By Kent Ferris
I recently accompanied Quad Cities Interfaith Executive Director Leslie Kilgannon to Black Hawk College in Moline, Illinois, for the Highway Construction Careers Training Program (HCCTP) graduation. Twelve people — including six minorities and four women — received certificates for completing a 450-hour, 13-week pre-apprenticeship program. They did this in order to be among 100 Ready Workers preparing for construction careers as roads and bridges are built and rail lines created in the Quad-City metro area.
The graduates were grateful for the educational opportunity they were afforded. They thanked their instructors, college administrators and their families, many of whom were in attendance. When the program director spoke, she thanked local labor and business leaders. She also thanked Leslie and QCI.
I guess it was because I am part of QCI that I was among the invited guests who formed a line and shook the hand of every graduate after they received their certificate. It was an honor to congratulate them. It reminded me that I did my best to honor a commitment to make the community better by ensuring that people previously overlooked for good-paying jobs would have programs such as this one to participate in. I’d been part of QCI and Gamaliel groups that visited the secretary of the Illinois Department of Transportation in Springfield and had also been part of planning meetings and public prayer gatherings in support of economic justice.

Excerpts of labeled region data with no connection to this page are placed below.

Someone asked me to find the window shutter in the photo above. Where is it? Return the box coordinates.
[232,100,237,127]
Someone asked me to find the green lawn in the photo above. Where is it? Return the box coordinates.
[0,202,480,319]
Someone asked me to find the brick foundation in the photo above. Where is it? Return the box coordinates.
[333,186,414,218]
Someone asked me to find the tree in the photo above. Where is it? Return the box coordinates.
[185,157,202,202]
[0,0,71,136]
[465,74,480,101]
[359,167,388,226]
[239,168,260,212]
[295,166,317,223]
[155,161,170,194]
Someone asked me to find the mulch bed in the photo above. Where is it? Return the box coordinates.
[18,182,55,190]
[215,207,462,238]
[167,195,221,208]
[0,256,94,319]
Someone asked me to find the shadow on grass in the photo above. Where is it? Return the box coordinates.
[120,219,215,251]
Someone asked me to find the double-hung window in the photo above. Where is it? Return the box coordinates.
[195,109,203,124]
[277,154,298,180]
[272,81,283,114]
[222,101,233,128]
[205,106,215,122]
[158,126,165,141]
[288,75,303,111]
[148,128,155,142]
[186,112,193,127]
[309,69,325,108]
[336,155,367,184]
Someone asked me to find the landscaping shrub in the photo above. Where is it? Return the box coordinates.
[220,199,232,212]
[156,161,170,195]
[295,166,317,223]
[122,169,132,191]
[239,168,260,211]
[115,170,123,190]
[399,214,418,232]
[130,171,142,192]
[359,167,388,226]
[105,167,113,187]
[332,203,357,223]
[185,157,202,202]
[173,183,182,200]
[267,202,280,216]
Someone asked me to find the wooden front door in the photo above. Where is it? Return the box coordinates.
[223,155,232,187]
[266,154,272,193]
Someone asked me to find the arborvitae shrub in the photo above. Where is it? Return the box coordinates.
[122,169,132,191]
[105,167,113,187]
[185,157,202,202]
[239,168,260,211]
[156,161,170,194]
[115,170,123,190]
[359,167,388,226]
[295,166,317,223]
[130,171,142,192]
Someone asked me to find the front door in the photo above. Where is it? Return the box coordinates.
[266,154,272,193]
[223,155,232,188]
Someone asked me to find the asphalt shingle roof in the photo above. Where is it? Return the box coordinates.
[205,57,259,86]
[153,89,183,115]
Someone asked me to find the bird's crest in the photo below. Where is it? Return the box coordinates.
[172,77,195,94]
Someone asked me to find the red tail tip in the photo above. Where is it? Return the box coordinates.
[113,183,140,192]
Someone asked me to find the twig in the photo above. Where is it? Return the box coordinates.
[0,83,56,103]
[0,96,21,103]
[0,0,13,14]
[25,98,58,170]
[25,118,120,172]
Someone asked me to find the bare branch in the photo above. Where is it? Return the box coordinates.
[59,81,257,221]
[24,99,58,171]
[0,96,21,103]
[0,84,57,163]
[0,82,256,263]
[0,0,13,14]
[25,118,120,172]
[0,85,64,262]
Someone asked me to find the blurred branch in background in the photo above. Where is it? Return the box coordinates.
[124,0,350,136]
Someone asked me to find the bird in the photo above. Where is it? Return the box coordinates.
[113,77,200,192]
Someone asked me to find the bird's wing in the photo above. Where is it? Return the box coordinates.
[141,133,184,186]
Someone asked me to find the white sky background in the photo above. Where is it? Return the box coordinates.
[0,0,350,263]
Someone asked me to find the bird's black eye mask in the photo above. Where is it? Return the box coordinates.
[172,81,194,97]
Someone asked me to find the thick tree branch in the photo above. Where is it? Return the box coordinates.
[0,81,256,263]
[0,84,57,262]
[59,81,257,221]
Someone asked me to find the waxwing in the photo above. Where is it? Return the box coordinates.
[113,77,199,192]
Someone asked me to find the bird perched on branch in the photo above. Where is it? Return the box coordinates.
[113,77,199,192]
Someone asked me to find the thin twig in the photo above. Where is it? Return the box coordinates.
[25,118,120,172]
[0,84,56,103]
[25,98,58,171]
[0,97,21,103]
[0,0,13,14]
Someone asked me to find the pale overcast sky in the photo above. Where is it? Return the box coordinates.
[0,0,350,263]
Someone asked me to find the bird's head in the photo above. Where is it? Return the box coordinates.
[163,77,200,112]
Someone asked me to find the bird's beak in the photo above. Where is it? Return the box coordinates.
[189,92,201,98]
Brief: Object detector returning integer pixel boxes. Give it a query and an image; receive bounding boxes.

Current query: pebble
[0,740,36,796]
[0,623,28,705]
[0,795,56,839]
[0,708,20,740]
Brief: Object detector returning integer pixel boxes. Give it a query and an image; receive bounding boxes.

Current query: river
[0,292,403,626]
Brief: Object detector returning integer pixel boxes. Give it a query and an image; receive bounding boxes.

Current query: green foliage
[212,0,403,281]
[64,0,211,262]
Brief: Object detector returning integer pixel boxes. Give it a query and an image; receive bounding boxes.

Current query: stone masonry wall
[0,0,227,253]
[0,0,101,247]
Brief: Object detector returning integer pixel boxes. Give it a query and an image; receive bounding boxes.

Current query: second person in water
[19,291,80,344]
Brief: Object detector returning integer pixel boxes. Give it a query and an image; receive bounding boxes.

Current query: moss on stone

Beyond my own involvement, it was really amazing when a young man who’d been part of organizing efforts received his certificate as one of the 12 in the third class of graduates from HCCTP.
The event was wonderful! But here was the moment I had not anticipated. As I stood in front of the room with the other community representatives to shake the hands of the graduates, the composition of the room hit me. I quietly said to Leslie, “Look at all the little kids!” There must have been three dozen children under the age of 10, many of them infants and toddlers, in the room to support their moms or dads. I thought to myself, those kids won’t need trips to the community food pantry because their parents will have good-paying jobs in the construction field.
For me, that was one of those moments of bliss when walking with the Two Feet of Social Justice occurs, when making the commitment to faith-based community organizing yields the harvest of justice.
(Kent Ferris, OFS, is director of Social Action and Catholic Charities for the Diocese of Davenport and a member of Quad Cities Interfaith.)